Have someone take of good look at everything. To do a reasonable job he will have to knock a few holes since much is hidden by the walls put up after the problems in 2004 were supposedly fixed. Something basic seems to be wrong here. Your home inspection was limited to those things that are visable as defined by the inspectors code of ethics.


----------



## andersp (Jan 16, 2007)

Sorry, when I said piles, I'm really talking about the "chunk" of cement that the teleposts are sitting on that stick out of the cement floor a bit. I assumed they were piles of some sort.

Yes, I do have weeping tiles along the foundation, and they were cleaned out/replaced with the foundation work done on the house.


----------



## harleysilo (Jun 19, 2006)

So have you done your first 1/4 turn yet???

O.K. here is my suggestion. First of all, grab a beer, go down into the basement sit in one corner and continue to look at everything. Continue to think and think and think. Then once you think you have it all figured out, think some more. Then call someone and have them come give you and estimate. If they say what inspector said, i.e. turning columns, tell them kindly that you can do that and ask them to leave. If they say it requires something else, get a couple of opinions.

If you want to be up front with the person you call, tell them over the phone you think you know what the problem is, and that you can fix it, how much do the charge to come evaluate the problem for you.

Or you can just go with what inspector said and start turing. That's what I would do if I felt I truly understood the problem......

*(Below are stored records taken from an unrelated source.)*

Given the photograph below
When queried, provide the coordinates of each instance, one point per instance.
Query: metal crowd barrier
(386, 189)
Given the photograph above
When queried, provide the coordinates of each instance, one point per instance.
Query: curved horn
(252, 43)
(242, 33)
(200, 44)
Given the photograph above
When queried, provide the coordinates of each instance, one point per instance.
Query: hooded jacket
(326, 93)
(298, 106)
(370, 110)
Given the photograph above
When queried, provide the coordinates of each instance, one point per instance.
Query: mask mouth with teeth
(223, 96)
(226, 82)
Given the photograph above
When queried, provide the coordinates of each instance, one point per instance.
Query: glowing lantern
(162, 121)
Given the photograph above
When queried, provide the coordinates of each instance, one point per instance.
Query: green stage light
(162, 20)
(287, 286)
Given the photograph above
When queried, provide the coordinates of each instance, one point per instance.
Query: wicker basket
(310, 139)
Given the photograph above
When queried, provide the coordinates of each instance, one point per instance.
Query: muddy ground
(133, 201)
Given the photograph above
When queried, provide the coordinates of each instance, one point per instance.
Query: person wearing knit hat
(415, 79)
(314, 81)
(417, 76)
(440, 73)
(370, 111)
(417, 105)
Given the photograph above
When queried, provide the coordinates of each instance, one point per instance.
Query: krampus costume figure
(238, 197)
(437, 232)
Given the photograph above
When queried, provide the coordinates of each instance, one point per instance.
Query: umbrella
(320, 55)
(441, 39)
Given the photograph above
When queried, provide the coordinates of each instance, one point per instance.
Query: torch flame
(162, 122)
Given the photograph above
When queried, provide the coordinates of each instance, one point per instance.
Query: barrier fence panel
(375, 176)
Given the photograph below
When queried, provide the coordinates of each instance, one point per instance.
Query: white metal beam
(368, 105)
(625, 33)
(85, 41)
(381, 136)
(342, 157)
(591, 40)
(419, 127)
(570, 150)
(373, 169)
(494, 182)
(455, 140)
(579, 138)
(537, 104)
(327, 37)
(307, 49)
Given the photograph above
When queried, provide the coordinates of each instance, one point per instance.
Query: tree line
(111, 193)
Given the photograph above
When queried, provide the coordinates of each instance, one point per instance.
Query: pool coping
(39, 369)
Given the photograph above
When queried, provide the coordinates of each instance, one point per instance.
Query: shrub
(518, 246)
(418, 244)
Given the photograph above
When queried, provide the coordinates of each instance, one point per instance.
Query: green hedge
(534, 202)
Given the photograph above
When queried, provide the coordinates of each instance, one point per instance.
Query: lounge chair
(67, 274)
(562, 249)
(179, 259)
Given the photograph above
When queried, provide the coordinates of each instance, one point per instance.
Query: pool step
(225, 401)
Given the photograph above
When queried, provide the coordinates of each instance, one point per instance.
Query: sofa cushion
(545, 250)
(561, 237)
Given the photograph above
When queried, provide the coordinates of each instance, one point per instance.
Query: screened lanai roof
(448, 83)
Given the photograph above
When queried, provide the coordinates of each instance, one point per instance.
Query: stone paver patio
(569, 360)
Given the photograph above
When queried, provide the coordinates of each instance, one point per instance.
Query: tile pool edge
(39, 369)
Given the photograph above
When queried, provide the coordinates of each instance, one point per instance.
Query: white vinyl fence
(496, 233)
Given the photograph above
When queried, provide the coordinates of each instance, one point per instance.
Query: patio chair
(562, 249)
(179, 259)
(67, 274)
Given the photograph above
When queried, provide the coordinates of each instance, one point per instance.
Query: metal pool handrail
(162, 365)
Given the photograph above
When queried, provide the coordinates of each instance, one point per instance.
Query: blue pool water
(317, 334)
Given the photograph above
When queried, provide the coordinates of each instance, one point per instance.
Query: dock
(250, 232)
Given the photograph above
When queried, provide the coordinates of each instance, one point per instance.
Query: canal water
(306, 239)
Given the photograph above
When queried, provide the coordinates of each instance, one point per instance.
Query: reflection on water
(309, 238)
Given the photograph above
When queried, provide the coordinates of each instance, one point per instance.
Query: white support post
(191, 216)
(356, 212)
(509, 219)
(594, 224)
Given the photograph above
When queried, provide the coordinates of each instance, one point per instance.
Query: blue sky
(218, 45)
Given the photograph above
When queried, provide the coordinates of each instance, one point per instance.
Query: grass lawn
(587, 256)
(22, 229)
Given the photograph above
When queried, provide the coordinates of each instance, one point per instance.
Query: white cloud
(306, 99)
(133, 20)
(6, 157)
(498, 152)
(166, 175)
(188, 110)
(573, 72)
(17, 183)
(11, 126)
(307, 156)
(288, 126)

What are your future plans for the basement, and for the house?


----------



## andersp (Jan 16, 2007)

No, haven't done any turning yet :wink:. My buddy's uncle has been building houses for 25 years and I was going to get his opinion first. I'm in no rush, so I'll make sure I cross all my "t's" and dot my "i's".

As for the house, the main reason I would like to level things a bit is because I plan to do some remodelling upstairs, and it only makes sense to adjust things first. The basement will be the last thing I do. It's partly finished already and only needs some flooring and re-configurations.

Thanks again for the insight.


----------